Microsoft Unveils ASSERT: AI Behavior Testing Framework

The Lead

Microsoft has launched ASSERT, an open-source framework designed to make evaluating application-specific AI behavior easier. The framework uses AI to turn natural-language descriptions of goals, policies, or intended behaviors into thorough, scored tests.

How ASSERT Works

ASSERT takes plain-language descriptions of an AI model's expected behavior and policies, turns them into a structured set of acceptable and unacceptable behaviors, generates problem scenarios and test cases, runs them against the target system, and scores the results. It can also record the paths the AI system takes, including intermediate actions and tool calls, allowing developers to inspect where failures happen.

The Data Analysis

By providing system context, tools, and constraints, developers can further customize what the evaluations cover.

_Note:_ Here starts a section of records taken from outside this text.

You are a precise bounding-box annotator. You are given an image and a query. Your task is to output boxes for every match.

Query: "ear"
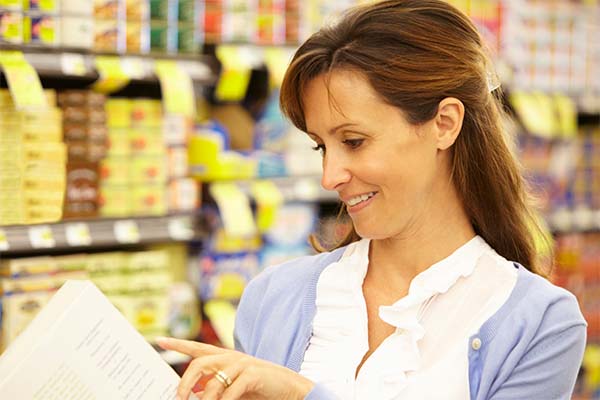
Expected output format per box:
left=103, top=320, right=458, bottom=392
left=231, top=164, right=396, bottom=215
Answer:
left=434, top=97, right=464, bottom=150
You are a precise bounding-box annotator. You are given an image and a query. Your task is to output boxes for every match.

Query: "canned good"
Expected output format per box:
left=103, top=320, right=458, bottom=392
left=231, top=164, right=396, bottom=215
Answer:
left=0, top=11, right=23, bottom=44
left=24, top=13, right=59, bottom=45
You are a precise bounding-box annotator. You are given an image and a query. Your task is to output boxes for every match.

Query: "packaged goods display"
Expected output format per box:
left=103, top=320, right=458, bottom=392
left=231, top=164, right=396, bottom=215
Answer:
left=0, top=246, right=189, bottom=349
left=0, top=90, right=66, bottom=225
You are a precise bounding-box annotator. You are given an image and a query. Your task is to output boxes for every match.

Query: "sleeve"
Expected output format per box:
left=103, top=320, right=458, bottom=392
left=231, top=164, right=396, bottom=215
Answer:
left=305, top=383, right=341, bottom=400
left=489, top=296, right=587, bottom=400
left=233, top=265, right=278, bottom=354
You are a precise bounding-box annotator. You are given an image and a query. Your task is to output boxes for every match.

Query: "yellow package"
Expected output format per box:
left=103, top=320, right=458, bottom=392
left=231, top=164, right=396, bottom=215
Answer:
left=129, top=128, right=165, bottom=155
left=1, top=270, right=87, bottom=295
left=0, top=256, right=56, bottom=277
left=44, top=89, right=57, bottom=107
left=86, top=252, right=127, bottom=274
left=0, top=210, right=24, bottom=226
left=0, top=190, right=22, bottom=206
left=53, top=254, right=89, bottom=273
left=130, top=99, right=162, bottom=128
left=0, top=90, right=14, bottom=108
left=0, top=170, right=22, bottom=190
left=129, top=292, right=169, bottom=333
left=23, top=165, right=66, bottom=191
left=22, top=142, right=67, bottom=164
left=21, top=124, right=62, bottom=143
left=0, top=121, right=21, bottom=142
left=90, top=272, right=130, bottom=294
left=24, top=189, right=64, bottom=208
left=106, top=128, right=131, bottom=157
left=127, top=249, right=169, bottom=272
left=127, top=269, right=172, bottom=292
left=100, top=156, right=130, bottom=185
left=130, top=184, right=167, bottom=216
left=0, top=290, right=54, bottom=351
left=106, top=98, right=132, bottom=128
left=98, top=184, right=131, bottom=217
left=130, top=155, right=166, bottom=184
left=25, top=205, right=63, bottom=224
left=0, top=148, right=22, bottom=169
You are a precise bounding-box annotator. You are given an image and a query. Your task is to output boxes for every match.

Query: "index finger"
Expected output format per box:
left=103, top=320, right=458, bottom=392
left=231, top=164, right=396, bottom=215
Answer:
left=155, top=337, right=222, bottom=358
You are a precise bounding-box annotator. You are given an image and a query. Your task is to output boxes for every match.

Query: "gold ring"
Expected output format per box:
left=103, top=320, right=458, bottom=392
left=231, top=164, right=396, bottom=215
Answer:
left=214, top=370, right=233, bottom=388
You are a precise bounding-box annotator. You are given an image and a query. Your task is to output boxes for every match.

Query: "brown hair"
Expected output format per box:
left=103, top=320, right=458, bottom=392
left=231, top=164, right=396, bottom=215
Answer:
left=280, top=0, right=549, bottom=275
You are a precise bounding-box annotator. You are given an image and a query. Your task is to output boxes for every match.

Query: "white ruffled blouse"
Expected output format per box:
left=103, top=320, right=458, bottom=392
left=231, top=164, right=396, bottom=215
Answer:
left=299, top=236, right=518, bottom=399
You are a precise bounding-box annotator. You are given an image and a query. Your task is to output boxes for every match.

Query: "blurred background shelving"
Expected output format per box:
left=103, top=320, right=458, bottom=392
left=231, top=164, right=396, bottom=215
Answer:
left=0, top=0, right=599, bottom=397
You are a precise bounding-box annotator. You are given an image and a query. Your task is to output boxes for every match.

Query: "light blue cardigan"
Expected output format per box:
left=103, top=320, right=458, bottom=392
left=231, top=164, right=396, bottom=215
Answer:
left=234, top=247, right=587, bottom=400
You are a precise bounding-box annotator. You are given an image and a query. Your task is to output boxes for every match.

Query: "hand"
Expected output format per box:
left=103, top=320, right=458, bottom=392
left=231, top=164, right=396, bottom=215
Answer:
left=156, top=337, right=315, bottom=400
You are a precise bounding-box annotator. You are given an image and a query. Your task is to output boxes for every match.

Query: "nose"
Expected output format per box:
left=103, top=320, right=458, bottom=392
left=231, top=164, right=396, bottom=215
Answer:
left=321, top=152, right=351, bottom=191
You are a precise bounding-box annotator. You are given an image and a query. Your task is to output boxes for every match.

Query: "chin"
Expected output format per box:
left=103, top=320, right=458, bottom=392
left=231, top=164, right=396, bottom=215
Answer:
left=353, top=225, right=387, bottom=241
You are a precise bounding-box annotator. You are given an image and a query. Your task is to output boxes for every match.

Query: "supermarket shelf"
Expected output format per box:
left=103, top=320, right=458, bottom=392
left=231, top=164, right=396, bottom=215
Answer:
left=0, top=213, right=206, bottom=256
left=232, top=175, right=339, bottom=203
left=0, top=44, right=219, bottom=85
left=548, top=209, right=600, bottom=234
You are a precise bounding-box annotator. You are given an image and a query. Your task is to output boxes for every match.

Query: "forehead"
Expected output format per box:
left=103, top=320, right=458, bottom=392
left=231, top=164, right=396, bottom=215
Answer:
left=302, top=69, right=410, bottom=137
left=303, top=70, right=382, bottom=121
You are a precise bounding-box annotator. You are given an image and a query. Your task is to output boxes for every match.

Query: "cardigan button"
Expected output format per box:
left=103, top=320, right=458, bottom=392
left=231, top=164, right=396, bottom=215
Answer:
left=471, top=338, right=482, bottom=350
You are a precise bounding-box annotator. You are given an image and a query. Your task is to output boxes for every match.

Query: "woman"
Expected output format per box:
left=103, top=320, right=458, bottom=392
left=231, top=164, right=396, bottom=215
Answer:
left=157, top=1, right=587, bottom=399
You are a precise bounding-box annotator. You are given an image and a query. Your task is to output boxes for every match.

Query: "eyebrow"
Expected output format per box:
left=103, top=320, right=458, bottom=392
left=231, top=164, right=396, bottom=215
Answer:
left=307, top=122, right=360, bottom=138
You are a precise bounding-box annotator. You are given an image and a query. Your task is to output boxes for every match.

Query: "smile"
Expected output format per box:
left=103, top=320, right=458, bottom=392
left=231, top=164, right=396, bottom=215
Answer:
left=346, top=192, right=377, bottom=207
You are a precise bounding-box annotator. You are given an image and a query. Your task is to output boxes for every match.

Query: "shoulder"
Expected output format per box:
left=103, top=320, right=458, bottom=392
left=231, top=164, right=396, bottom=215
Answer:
left=512, top=265, right=585, bottom=326
left=483, top=264, right=586, bottom=341
left=243, top=247, right=347, bottom=302
left=472, top=264, right=587, bottom=399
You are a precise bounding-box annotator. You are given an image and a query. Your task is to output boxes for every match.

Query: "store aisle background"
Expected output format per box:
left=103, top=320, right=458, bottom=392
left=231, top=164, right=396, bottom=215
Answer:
left=0, top=0, right=598, bottom=398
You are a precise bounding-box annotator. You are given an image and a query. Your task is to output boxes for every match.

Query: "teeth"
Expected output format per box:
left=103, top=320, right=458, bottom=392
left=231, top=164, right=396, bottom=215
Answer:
left=347, top=192, right=376, bottom=206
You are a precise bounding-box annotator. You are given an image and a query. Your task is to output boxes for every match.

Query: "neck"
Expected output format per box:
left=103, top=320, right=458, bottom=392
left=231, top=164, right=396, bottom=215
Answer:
left=368, top=186, right=476, bottom=290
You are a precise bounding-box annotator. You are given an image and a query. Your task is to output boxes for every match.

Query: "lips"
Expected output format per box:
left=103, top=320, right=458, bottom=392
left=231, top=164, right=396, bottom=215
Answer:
left=342, top=191, right=378, bottom=207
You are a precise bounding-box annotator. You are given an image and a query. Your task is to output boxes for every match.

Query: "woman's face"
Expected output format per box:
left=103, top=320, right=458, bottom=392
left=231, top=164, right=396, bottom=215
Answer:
left=303, top=70, right=452, bottom=240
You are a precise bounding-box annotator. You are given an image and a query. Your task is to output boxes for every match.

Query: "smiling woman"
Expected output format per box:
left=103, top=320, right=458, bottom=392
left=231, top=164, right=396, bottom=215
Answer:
left=159, top=1, right=587, bottom=400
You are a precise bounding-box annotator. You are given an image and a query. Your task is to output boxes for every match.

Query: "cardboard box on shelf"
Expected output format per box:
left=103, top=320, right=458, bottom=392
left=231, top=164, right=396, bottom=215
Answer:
left=168, top=177, right=198, bottom=212
left=63, top=161, right=99, bottom=219
left=130, top=155, right=166, bottom=184
left=58, top=91, right=106, bottom=108
left=130, top=184, right=167, bottom=216
left=99, top=156, right=130, bottom=185
left=0, top=256, right=57, bottom=277
left=98, top=183, right=131, bottom=217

For instance, a developer could specify that a document research AI agent shouldn't send emails to people outside the company and should limit confidential information to C-level executives. ASSERT will use those rules to generate test cases that check whether the system follows those rules on an ongoing basis.

The Impact Analysis

Sarah Bird, chief product officer of Responsible AI at Microsoft, emphasized the importance of evaluations in making good decisions. 'If you don't understand the behavior of the AI system, it's really hard to know if it's meeting your organization's bar,' she said. ASSERT fills a gap that broader, more general evaluations cannot when AI models are intended to behave in a manner shaped by an application's context, policies, and tools.

The Prediction

The release of ASSERT comes amidst a broader shift in the AI industry towards repeatable testing and regression checks. As models grow more capable, researchers are focusing on evaluating systems when they're being built, after deployment, and even for continuous monitoring. With ASSERT, Microsoft aims to provide a tool that can be used throughout the AI development lifecycle to ensure trustworthy systems.